Aksi pembunuhan berkedok dukun pengganda uang di Banjarnegara menghebohkan publik belakangan ini. Kasus ini sekaligus membuka fakta bahwa dukun penggandaan uang masih dipercaya oleh sebagian orang di era modern ini.
Dilansir detikEdu, psikolog sosial Universitas Gadjah Mada (UGM), Prof Koentjoro mengatakan hal itu disebabkan cara berpikir masyarakat di Indonesia yang masih bersifat materialistis. Apalagi sekarang ini dengan kemajuan teknologi komunikasi dan informasi, orang dapat dengan mudah melihat unggahan di dunia digital soal memamerkan kemewahan.

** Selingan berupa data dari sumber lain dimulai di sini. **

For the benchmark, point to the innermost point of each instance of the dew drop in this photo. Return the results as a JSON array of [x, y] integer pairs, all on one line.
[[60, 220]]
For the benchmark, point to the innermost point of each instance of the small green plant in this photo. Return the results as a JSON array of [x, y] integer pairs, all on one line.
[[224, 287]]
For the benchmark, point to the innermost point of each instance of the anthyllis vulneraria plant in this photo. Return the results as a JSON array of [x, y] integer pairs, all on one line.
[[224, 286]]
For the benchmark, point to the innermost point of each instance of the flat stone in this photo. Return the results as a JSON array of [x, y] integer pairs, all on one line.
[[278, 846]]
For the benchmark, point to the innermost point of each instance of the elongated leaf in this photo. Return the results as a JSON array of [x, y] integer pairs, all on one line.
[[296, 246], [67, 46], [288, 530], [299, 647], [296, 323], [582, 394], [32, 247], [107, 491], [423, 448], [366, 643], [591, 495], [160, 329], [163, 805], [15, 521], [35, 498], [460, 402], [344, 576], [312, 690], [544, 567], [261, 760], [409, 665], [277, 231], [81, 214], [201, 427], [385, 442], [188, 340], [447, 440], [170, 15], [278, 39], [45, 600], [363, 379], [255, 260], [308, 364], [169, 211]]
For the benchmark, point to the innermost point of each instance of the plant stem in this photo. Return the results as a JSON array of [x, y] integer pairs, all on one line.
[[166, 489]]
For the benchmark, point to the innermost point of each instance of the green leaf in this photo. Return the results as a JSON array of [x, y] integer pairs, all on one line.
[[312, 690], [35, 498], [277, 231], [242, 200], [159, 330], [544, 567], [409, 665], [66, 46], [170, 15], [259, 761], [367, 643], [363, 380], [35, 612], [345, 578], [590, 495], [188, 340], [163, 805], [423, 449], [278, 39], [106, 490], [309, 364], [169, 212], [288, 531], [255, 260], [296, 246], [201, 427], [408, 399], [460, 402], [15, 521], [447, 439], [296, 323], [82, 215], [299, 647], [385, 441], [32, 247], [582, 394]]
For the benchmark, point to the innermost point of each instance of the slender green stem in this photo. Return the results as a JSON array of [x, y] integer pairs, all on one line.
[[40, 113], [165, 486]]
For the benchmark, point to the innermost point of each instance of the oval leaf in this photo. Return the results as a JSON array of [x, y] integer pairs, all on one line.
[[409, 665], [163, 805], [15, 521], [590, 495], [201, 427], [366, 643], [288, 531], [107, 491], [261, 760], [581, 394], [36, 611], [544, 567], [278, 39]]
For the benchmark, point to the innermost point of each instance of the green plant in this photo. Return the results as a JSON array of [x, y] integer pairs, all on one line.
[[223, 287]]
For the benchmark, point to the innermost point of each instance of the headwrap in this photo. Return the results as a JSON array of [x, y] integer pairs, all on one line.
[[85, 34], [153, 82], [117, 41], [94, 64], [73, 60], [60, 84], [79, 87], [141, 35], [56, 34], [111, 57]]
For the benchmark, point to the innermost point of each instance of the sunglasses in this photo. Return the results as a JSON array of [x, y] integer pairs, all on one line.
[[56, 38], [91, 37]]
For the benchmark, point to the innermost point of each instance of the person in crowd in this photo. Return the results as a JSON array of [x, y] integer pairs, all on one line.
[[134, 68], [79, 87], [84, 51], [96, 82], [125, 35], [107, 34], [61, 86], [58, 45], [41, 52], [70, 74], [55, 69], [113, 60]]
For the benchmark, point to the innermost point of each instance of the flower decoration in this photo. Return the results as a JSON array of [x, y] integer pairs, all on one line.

Hal ini pun mampu memicu seseorang supaya dapat tampil seperti mereka yang menampilkan simbol kepemilikan material. Namun, untuk mewujudkannya orang bisa melakukan berbagai cara termasuk menemui dukun.
SCROLL TO CONTINUE WITH CONTENT
"Bagi orang berpengaruh, berbakat, maupun terdidik yang jadi korban itu karena serakah, ingin mendapatkan kekayaan lebih. Mereka ingin diakui dan dihormati lewat memamerkan simbol-simbol status sosial," terangnya, dikutip dari rilis laman UGM, seperti dilansir detikEdu.
Prof Koentjoro memaparkan ada dua faktor yang menyebabkan masyarakat mudah percaya dengan dukun. Faktor pertama adalah terkena hipnotis gendam. Kedua, ada orang yang mampu memengaruhi dan meyakinkan korban untuk mempercayai iming-iming dukun.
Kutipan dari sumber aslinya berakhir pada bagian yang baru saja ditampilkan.